Another muscle group that doesn’t get used quite as often, except in clenching and in throwing power punches are the lat muscles. Adding some basic pull-ups to your routine is a great addition to your training regimen. This exercise will help you to gain that V-shape, which isn’t just about looks. The wider upper back that pull-ups can produce will help you gain overall power in your punches. It is one of the body’s largest muscle groups so zeroing in on it can only help you.
Another set of muscles that might not be getting a lot of work are your lower back muscles. The muscles in your lower back muscles are important because they help balance out your core. They stabilize your abdominal muscles and help you in the delivery of punches by giving you the ability to gain full rotation on your punch.

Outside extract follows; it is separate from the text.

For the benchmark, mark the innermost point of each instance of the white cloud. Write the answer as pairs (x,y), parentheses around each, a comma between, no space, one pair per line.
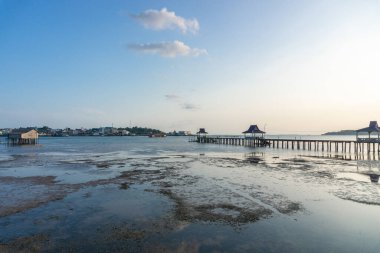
(168,49)
(189,106)
(172,97)
(164,19)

In terms of boxing, they can also improve your side to side movement, your upper body movement and your ability to absorb punches to the body or head. You can strengthen your lower back muscles by doing inverted twists on a Roman chair or hyper extensions on the floor. Even a basic barbell rowing exercise will increase your lower back strength.

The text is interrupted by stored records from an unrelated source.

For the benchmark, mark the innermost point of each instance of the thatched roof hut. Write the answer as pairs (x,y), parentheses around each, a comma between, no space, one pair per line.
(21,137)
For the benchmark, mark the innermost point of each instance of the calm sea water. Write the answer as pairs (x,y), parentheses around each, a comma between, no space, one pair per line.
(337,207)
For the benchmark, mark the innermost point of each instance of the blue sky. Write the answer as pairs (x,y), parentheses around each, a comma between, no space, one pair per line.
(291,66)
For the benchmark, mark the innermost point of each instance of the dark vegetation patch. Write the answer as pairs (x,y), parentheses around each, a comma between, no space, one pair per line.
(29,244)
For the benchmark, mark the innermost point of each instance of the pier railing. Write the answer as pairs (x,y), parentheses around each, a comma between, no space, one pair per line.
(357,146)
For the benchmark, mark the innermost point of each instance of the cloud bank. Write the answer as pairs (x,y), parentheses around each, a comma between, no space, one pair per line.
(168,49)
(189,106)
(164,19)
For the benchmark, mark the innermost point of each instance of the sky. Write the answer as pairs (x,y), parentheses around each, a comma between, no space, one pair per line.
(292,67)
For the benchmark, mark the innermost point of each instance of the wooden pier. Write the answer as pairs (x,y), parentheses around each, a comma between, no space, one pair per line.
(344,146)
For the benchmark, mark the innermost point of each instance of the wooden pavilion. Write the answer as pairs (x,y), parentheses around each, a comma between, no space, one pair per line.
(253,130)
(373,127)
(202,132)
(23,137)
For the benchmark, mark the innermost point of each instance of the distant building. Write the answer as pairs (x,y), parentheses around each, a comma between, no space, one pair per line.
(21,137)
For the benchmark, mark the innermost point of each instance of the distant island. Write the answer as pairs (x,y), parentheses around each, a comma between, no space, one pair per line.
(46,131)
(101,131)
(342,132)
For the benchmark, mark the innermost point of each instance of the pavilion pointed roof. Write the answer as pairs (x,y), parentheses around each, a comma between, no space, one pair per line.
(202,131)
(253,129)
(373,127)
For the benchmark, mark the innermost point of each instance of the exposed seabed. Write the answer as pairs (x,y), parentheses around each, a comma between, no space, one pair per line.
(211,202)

There are an endless amount of options you have for creating muscular balance, but how do you know they’re working? One of the best ways to measure this is, after a strenuous workout, do a body check-up and identify which muscles are not fatigued and which areas of your body have not been taxed. It sounds simple enough, but you know your body better than anybody else, you know what your capabilities are and you know how to identify where those weak spots exist.

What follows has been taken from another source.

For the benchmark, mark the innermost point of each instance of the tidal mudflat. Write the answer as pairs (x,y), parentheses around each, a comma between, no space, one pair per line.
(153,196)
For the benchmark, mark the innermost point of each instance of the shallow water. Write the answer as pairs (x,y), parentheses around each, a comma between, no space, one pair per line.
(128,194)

No matter how long you’ve been in the gym you’ve probably heard a coach or fighter talk about the importance of balance. Being balanced from a coordination perspective is drastically different than being muscularly balanced. Both are critical, but there are 640 muscles wrapped around your skeletal frame. If you want to be fully prepared for anything and everything you could encounter in the ring, you need to engage as many of those 640 muscles as you possibly can. It’s a numbers game gang and he who can rack up the most, effective hours in the gym, while consistently performing the best he can for each and every training session, who knows how to train smart, not just hard, is going to be the victor. That’s a fact you can count on.